Karena sakitnya makin menjadi, NS dirawat di rumah oleh bidan setempat. Korban sempat diberi infus karena tidak doyan makan.
Tanggal 7 Mei malam, NS sesak napas dan demam sehingga dibawa ke RS Haji Medan dan sempat didiagnosa TB. Karena kondisinya terus memburuk dan hasil foto rontgennya menunjukkan paru-paru berkabut, NS kemudian direkomendasikan ke RS Adam Malik sebagai pasien terduga flu burung pada 10 Mei dini hari. Ia akhirnya meninggal tanggal 12 Mei pukul 23.30.
“Sudah terlampau lama sakitnya. Kami ketahui sudah terlambat sehingga sangat kecil kemungkinan selamat,” kata Prof dr Luhur Soeroso, Ketua Tim Penanganan Flu Burung RS Adam Malik. Hasil tes rantai polimerase atau PCR yang menyatakan pasien positif terkena flu burung pun baru diterima beberapa jam sebelum pasien meninggal.
Ini jauh lebih cepat dibandingkan dengan hasil PCR pada korban flu burung sebelumnya, yakni Ny A yang meninggal 3 Mei lalu. Warga Pekanbaru yang meninggal di Medan itu baru dinyatakan positif menderita flu burung dua hari setelah korban meninggal.
Jika Ny A tidak punya riwayat kontak dengan unggas mati, Ny NS berhubungan dengan unggas yang mati. Di kawasan tempat tinggal Ny NS unggas dibiarkan berkeliaran, sementara sanitasi lingkungan kurang terjaga.
Melihat kasus Ny NS, Luhur mengkhawatirkan kasus kematian dalam keluarga seperti yang terjadi di Karo, Mei tahun lalu, terjadi lagi. Saat itu tujuh dari delapan anggota keluarga meninggal karena flu burung.

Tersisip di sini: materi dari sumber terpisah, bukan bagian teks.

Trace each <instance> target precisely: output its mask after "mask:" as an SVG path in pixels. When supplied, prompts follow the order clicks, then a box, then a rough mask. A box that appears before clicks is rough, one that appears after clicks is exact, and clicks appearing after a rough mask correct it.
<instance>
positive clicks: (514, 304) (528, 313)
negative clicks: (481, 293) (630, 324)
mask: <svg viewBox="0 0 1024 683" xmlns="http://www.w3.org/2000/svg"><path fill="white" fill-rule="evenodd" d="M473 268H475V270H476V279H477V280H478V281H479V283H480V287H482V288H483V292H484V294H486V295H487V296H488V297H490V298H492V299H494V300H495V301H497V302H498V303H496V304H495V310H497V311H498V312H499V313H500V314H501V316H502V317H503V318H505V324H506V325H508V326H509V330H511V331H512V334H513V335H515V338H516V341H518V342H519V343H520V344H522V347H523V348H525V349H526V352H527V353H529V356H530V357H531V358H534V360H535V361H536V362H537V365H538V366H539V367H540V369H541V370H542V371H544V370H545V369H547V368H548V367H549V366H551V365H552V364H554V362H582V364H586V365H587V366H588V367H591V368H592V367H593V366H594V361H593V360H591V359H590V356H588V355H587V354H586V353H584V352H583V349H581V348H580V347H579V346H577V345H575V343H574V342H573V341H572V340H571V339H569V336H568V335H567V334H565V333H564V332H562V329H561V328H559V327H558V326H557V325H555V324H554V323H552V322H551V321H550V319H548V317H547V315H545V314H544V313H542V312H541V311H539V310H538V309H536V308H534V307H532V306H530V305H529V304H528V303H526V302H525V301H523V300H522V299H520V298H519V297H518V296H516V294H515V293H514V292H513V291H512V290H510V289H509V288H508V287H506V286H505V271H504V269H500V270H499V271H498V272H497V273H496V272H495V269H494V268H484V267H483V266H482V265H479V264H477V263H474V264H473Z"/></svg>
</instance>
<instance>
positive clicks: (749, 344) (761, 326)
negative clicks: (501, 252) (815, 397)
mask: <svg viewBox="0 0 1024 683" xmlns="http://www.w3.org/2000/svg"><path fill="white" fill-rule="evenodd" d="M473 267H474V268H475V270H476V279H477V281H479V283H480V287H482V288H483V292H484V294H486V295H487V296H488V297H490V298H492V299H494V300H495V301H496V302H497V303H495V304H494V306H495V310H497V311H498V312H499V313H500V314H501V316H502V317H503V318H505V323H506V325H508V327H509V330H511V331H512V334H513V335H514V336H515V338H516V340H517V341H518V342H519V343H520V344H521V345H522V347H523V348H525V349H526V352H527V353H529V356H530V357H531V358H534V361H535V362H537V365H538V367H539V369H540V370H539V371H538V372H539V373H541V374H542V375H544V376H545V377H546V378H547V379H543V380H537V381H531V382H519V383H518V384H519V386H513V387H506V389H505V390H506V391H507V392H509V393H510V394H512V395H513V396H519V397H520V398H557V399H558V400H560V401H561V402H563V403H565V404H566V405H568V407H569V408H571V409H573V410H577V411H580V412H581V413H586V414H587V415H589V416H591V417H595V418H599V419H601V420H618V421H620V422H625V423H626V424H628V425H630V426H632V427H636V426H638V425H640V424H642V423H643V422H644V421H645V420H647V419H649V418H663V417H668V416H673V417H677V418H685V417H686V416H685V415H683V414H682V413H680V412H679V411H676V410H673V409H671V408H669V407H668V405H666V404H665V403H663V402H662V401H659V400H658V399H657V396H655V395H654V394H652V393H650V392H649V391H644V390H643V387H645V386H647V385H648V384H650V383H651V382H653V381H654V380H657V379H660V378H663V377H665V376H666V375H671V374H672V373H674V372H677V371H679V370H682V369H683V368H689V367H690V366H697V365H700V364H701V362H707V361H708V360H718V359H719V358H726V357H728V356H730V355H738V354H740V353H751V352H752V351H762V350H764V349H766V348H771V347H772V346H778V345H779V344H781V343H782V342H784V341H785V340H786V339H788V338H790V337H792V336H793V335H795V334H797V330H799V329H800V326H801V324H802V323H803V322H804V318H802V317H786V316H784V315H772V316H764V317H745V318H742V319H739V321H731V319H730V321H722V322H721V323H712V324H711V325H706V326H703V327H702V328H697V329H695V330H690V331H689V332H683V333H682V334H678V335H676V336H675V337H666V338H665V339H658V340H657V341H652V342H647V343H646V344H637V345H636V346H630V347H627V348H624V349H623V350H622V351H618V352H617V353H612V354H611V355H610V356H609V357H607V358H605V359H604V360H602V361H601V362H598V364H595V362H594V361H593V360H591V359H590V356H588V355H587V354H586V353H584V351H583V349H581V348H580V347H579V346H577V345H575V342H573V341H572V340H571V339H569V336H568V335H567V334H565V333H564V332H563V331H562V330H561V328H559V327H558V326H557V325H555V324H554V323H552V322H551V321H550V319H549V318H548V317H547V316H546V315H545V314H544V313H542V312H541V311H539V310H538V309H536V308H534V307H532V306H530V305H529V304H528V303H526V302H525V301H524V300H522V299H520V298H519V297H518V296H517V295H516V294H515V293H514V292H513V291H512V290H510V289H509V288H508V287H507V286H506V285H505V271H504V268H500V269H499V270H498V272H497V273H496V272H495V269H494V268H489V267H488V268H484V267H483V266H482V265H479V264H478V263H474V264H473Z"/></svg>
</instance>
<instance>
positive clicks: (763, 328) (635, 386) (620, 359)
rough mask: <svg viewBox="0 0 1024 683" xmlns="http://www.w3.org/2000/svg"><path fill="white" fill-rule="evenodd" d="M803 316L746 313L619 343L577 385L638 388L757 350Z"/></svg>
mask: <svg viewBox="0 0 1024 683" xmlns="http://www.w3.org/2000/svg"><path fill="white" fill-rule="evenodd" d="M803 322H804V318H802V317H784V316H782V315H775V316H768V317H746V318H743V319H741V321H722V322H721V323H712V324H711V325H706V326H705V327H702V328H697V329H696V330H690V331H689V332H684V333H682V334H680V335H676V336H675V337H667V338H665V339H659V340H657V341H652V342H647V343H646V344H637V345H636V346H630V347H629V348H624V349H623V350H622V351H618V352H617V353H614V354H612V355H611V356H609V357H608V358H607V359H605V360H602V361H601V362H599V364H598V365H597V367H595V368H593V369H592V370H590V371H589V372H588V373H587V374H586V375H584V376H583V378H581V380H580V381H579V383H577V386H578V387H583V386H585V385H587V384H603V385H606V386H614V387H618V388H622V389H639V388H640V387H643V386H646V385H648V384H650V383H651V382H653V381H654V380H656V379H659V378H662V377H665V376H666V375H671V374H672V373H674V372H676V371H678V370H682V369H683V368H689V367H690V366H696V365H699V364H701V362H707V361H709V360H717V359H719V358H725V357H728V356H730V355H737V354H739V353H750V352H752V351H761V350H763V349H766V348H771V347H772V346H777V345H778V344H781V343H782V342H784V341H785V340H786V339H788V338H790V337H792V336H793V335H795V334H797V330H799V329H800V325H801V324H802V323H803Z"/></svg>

Perilaku korban sama.
Korban makan ayam yang diduga mengidap H5N1 bersama keluarga. Dua korban flu burung sudah meninggal di Medan dan Pekanbaru akibat flu burung. “Petugas harus bekerja sama untuk mengatasi ini. Ini sudah gawat,” kata Prof dr Luhur Soeroso khawatir.